Now the thing is when I put power to them they are requiring a lots less.  With only a little AC adapter with an out put of 12 v and 2 amps or 24 watts I am able to power SIX of the modules. The power adapter does get warm after a few minutes but if I drop a module and go with 5 it is just fine. So if I go according to what they are actually using the power draw appears to be no more than 5 watts per module. Did they miscalculate? Or am I wrong in my simple math? I tried several different adapters and get the same results. A simple wall wart of 900MA can power 3 but overheats at 4.  How is it that they are figuring these at 25 watts when real life usage is saying its more like 5 watts? Its the 5 watt figure that would be more reasonable to me anyway. 
I am guessing that it will take 8 modules to replace one dual tube 80 watt florescent.  If they are 25 watts each I am loosing on the power consumption because that would be 200 watts as opposed to 80. At 5 watts I am doing a lot better coming in at about 40 so that gives me an almost 50% power savings. 

If I am correct in my estimates then a simple 30 or 40 watt power inverter like this would work perfectly.

http://www.ebay.com/itm/AC-DC-12V-Transformer-Power-Supply-Adapter-LED-Driver-IP67-Waterproof-10W-200W/271569039906?_trksid=p5713.c100284.m3505&_trkparms=aid%3D555012%26algo%3DPW.MBE%26ao%3D4%26asc%3D29396%26meid%3D624e74e14a1848afb36d865d8590fc01%26pid%3D100284%26rk%3D3%26rkt%3D18%26mehot%3Dpp%26sd%3D221682389057

Any ideas as to why there is such a discrepancy in these numbers?


Picture of Another LED power question?
AdapterC.jpg
LabelC.jpg
sort by: active | newest | oldest
Wired_Mist2 years ago

I know exactly what your talking about !!

I`ve been working with 12V Led strips for years and I Always Noticed the same thing!

The Engineer in me wants to say 1.25W is the Potential Wattage, That is then reduced by the resistor. (Like a crafty way of Altering the Stats of the Unit)

But Still, I've always believed it was because of how the strip is wired... all the groups of Led`s are wired in series, But each group of leds is wired in Parallel

If you drill holes into a garden hose every few inches you create a small water spout. (Think of each of these holes as a group of leds being powered off the 12V Rail, the hose) At first, most of them near the start will spit out water quickly.

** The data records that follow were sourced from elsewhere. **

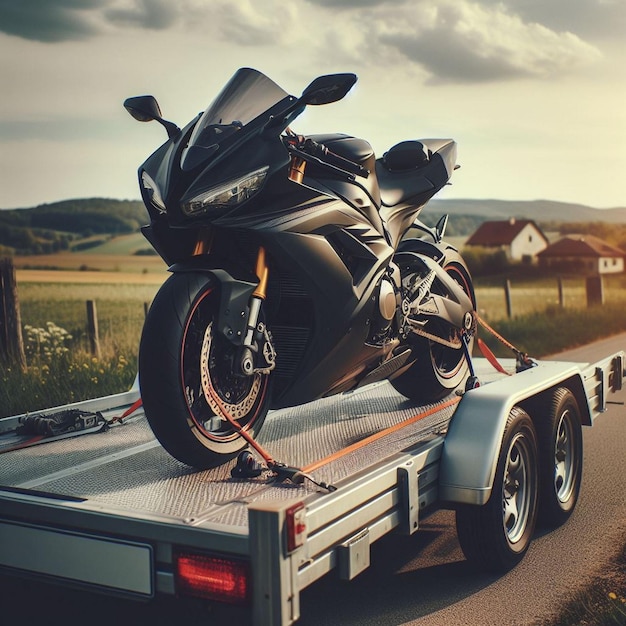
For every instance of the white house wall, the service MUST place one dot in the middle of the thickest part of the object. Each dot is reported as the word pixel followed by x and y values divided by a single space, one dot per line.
pixel 528 243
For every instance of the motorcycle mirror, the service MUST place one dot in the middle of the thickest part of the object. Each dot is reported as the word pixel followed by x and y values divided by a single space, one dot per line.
pixel 440 227
pixel 327 89
pixel 143 108
pixel 146 109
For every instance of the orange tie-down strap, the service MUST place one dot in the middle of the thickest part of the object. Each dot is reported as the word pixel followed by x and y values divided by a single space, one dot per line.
pixel 379 435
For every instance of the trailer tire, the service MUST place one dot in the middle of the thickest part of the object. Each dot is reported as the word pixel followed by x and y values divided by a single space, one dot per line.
pixel 559 431
pixel 496 535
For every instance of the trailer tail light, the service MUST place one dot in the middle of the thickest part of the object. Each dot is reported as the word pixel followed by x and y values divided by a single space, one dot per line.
pixel 213 578
pixel 296 526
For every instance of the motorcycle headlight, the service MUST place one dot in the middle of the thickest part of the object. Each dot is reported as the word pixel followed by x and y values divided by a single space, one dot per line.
pixel 226 195
pixel 153 192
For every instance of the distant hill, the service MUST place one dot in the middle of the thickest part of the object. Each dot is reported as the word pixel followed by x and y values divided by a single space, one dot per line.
pixel 49 228
pixel 538 210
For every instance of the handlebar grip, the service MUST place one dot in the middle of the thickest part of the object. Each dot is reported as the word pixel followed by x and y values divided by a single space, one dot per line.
pixel 322 152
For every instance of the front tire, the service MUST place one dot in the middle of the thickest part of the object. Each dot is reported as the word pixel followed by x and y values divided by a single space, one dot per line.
pixel 496 535
pixel 184 363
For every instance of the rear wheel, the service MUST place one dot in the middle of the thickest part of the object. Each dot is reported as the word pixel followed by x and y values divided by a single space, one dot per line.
pixel 496 536
pixel 186 371
pixel 439 369
pixel 560 457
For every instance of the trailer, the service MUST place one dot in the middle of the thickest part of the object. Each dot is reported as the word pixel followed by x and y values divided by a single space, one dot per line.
pixel 107 509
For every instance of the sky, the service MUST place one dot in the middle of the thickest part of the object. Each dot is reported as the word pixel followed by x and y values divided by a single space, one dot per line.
pixel 533 91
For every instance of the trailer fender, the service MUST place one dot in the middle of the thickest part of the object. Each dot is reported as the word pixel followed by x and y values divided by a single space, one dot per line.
pixel 472 443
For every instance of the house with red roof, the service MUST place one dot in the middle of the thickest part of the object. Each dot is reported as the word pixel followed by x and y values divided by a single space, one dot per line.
pixel 521 239
pixel 585 253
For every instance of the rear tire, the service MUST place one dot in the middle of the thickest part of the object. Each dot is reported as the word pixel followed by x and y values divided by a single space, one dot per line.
pixel 560 436
pixel 439 369
pixel 183 364
pixel 495 536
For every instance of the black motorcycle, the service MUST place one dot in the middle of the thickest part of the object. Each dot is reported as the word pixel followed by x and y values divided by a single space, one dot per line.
pixel 299 268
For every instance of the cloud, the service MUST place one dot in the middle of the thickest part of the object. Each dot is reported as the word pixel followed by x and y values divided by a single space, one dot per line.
pixel 590 19
pixel 466 42
pixel 150 14
pixel 247 23
pixel 49 21
pixel 459 41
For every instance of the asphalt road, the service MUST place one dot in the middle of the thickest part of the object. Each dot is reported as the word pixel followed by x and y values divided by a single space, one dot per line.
pixel 423 579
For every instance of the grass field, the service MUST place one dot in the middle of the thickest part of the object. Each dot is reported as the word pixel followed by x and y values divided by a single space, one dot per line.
pixel 54 289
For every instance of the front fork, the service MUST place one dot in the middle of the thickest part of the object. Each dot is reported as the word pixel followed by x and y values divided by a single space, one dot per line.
pixel 257 351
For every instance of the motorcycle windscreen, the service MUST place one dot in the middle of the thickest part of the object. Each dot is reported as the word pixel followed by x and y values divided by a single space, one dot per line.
pixel 247 95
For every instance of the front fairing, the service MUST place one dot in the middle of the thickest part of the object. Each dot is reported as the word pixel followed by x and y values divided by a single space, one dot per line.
pixel 224 142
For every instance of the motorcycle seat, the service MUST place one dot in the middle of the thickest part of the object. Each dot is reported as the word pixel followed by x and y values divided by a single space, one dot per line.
pixel 406 170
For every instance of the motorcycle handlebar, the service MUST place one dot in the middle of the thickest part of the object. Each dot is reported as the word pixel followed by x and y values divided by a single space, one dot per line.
pixel 321 152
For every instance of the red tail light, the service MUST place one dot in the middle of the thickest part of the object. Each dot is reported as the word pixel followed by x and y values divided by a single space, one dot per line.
pixel 213 578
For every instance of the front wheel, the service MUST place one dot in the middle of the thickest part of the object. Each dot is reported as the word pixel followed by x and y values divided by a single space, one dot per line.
pixel 496 536
pixel 186 374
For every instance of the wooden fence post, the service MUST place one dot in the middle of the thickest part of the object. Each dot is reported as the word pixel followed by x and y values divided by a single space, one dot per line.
pixel 11 340
pixel 595 290
pixel 507 297
pixel 92 328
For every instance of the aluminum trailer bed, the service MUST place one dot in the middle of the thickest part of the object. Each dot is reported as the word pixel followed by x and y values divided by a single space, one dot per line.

Towards the end of the hose it won`t spit quite so high.

I know the Voltage should remain constant when it`s wired is Parallel. Perhaps it`s the tracks them selves that are causing this effect?

**Fun Experiment**

I was going to do this test myself, untill I noticed my MM blew it`s 10A fuse >.<

Take a voltage reading from both ends of the strip and the overall current for the Entire Unit. THEN Repeat the process with a smaller group or 2-3 Modules !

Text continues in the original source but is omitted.